As part of this, we ran a short storytelling session in which participants recorded their reflections on the opportunities and challenges offered by co-creation. They then reviewed their stories and came up with some key findings and insights from them. The group identified that co-creation is not always easy and didn’t prescribe to the ‘rose-tinted-glasses’ version of co-creation you sometimes hear where everyone always gets along. Instead the group made points such as the difficulties involved in understanding other people’s perspectives when they are different than your own and how services do find it challenging engaging with the people who access them.
However, despite such accounts, the group did whole-heartedly value the opportunities offered by co-creation as when done in meaningful ways it enables residents to have influences on services and that hearing other people’s experiences can be enriching. Furthermore, the stories identified an appetite for co-creation from residents – they wanted to be a part of change processes. You can view a subtitled version of their edited stories here.

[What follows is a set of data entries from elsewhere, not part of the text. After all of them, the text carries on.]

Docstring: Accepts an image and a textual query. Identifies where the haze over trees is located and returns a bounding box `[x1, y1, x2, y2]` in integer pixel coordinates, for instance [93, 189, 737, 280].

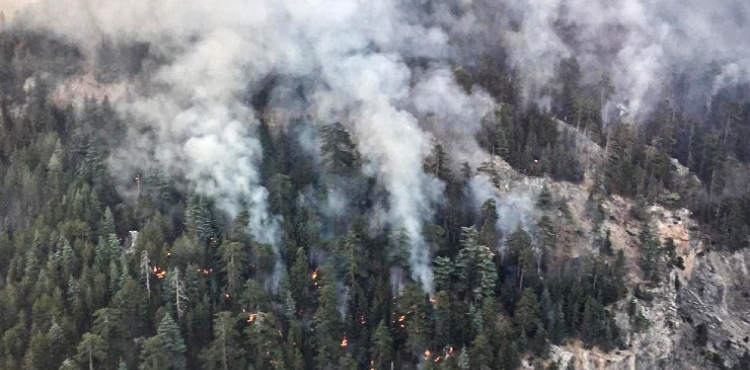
[0, 0, 750, 370]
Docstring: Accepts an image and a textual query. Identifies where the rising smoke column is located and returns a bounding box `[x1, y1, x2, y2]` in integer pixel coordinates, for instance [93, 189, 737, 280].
[21, 0, 500, 291]
[428, 0, 750, 121]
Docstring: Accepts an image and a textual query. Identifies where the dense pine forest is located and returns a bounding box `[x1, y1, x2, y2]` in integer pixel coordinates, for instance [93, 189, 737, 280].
[0, 2, 750, 370]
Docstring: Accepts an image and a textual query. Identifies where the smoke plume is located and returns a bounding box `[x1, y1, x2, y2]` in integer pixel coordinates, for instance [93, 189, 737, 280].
[10, 0, 750, 290]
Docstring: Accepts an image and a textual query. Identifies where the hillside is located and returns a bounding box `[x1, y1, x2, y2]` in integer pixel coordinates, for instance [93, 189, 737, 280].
[0, 0, 750, 370]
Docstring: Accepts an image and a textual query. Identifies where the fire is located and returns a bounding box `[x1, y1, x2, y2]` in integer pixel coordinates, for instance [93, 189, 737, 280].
[151, 266, 167, 279]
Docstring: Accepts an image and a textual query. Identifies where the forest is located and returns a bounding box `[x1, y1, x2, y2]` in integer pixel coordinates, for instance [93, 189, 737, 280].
[0, 9, 750, 370]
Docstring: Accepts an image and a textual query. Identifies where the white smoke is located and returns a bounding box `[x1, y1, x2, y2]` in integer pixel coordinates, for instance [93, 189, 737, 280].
[431, 0, 750, 121]
[20, 0, 496, 291]
[17, 0, 750, 290]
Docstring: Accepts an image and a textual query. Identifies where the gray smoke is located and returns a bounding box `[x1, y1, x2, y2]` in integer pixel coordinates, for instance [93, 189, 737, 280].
[19, 0, 491, 291]
[18, 0, 750, 290]
[432, 0, 750, 121]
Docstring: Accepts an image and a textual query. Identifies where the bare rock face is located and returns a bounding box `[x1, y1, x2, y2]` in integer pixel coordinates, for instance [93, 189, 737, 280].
[677, 250, 750, 369]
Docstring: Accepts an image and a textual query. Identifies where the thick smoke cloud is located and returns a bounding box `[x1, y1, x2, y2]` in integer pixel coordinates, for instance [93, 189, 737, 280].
[17, 0, 491, 291]
[18, 0, 750, 290]
[431, 0, 750, 121]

Whilst we were in Wroclaw we also worked with local Community Leaders who ran community centres in different areas and trained them as Community Reporters. We also worked with them to explore how people’s stories of lived experiences could help them in co-creation processes. We’re hoping that by embedding Community Reporting skills in local communities the opportunities offered by co-creation, in particularly listening and working with the knowledge of lived experience can stretch beyond the life-span of the project and influence the ‘way that things are done’ long into the future!